El dilema de los grafitis
La pintura en muros, dice David Lynch, ha arruinado el mundo. Cuanto menos, la inmensa mayoría ha perdido el encanto
Por fin alguien se ha atrevido a hablar claro sin miedo a ser políticamente incorrecto o a pasar por “antiguo”. Hace apenas unos días, con motivo de la inauguración de su exposición en una galería australiana, el conocido y radical director de cine David Lynch despotricaba contra los males en el mundo del arte y es curioso que, junto a los recortes culturales en nombre de la austeridad, mencionara los grafitis. Los grafitis, decía en la entrevista recogida por The Guardian, han arruinado el mundo. Vas a filmar una película y tienes que empezar por pintar las paredes. Fábricas, edificios, estaciones de tren… todo está grafiteado. En lugar de árboles, hay grafitis.

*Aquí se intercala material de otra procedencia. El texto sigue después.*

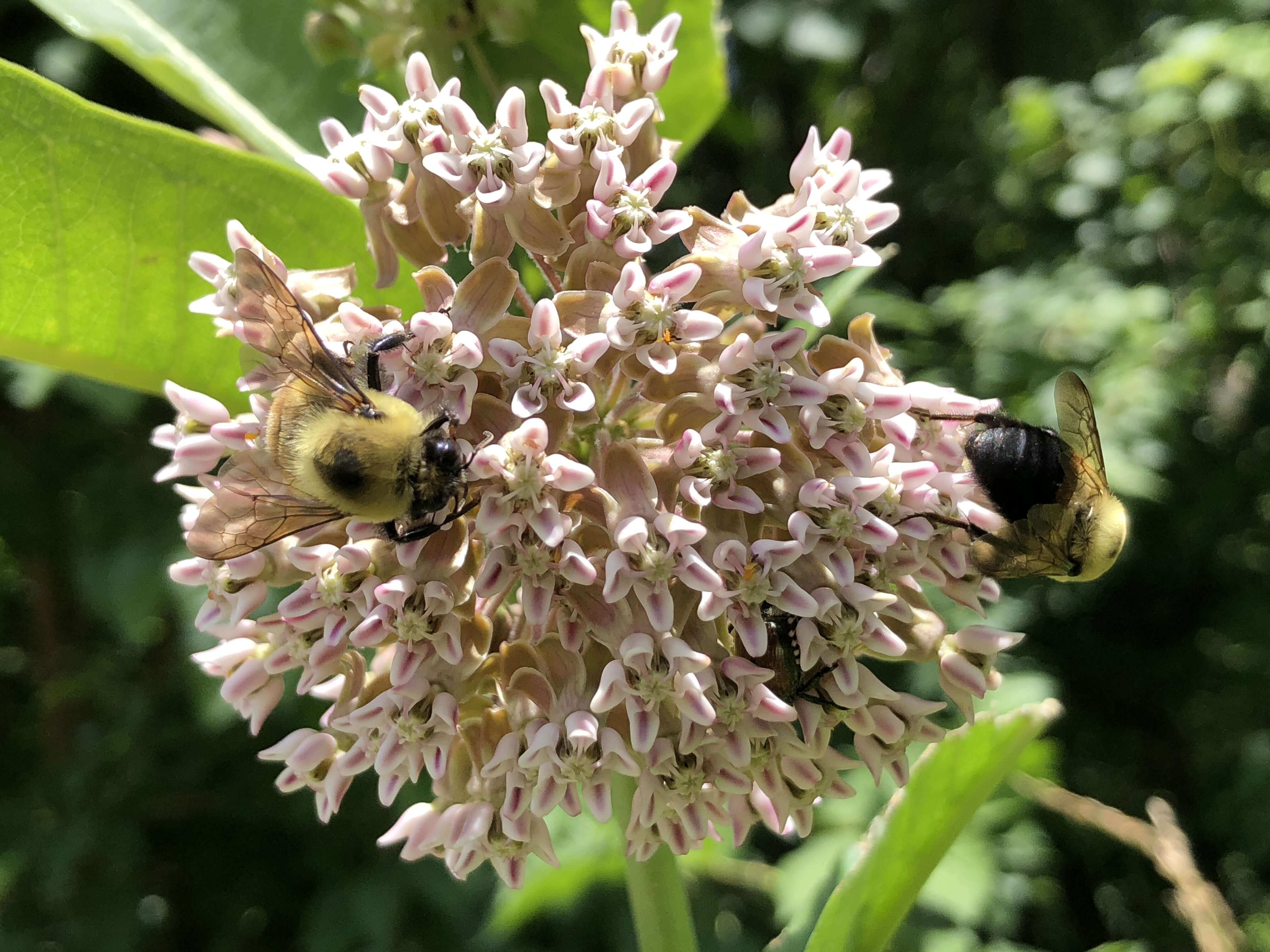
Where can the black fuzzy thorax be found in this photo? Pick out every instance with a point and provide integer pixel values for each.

La verdad es que Lynch tiene razón, en especial porque hoy día la inmensa mayoría de los grafitis han perdido el encanto. Hace mucho que entraron al sistema como fórmula de consumo —y sirvan de ejemplo las superventas en subastas de Banksy—. De hecho, los grafitis están en las galerías de arte desde los tiempos de Basquiat y Haring, a mediados de la década de 1980. Hace unos años, sin ir más lejos, en Arco unos grafiteros “actuaron” a una hora preestablecida en un lugar preasignado. Ya no era necesario jugarse el pellejo para pintar un muro, tal y como ocurría con los artistas chicanos en los setenta, cuando frente al Museo de Los Ángeles protestaban para poder entrar —Mario Torero es el ejemplo siempre citado—. En aquel Arco, en vez de pintar un muro en la calle, se pintaba una pared en una feria. Pero ¿era eso grafiti? ¿Lo sigue siendo aún después de décadas de reconocimiento en el mercado? Sobre todo, ¿cuándo ha dejado de ser ilegal y urbano y ha pasado a ser entretenimiento chic para consumidores?
Han pasado muchas cosas desde aquella época legendaria en la cual los chicos neoyorquinos se jugaban la vida pintando los vagones del metro, a pesar de que ahora, recorriendo São Paulo desde fuera, desde las autopistas que tratan de paliar el tráfico, se vean siglas y pintadas en las partes más altas de los rascacielos y las casas —una de las reglas de oro del grafiti antes de aburguesarse era el riesgo—.
En todo caso, hay algo más importante aún que el aburguesamiento de los grafitis y por eso me gusta lo claro que habla Lynch: la mayoría son feos y absurdos. Mi barrio, que es muy tranquilo, de pronto un día se levantó tapizado por unas siglas que, como dice el director de cine, obligaron a todo el mundo a limpiar y repintar. Y es que hay grafitis interesantes como los hay malos —y no me agobio por juzgar este arte callejero con los parámetros del mercado porque hace tiempo que han entrado al mercado y al museo por su propio pie—.
Aunque igual la culpa no es de los grafitis, sino del entorno, o quizá la culpa es mía por querer saber a qué atenerme: o es radical o no lo es. O es ilegal y arriesgado —es la gracia, ¿no?— o es una mera intervención pictórica sobre un muro con lugar y hora preestablecidos. Pero, claro, pedir que algo sea radical para siempre tal vez no tiene sentido ni parece realista. Todo lo radical, incluido lo dadá, acaba pasando inexorablemente a la historia, a los libros de texto y a las subastas. Pero si los dadaístas dejaron de ser artistas porque era absurdo repetir el chiste, ¿tiene sentido que Banksy siga haciendo sus pintadas —fascinantes— para que acaben deglutidas por el mercado? Tengo mis dudas, como Lynch. Sólo espero que decirlo no me coloque la etiqueta de “antigua”. Qué dilema.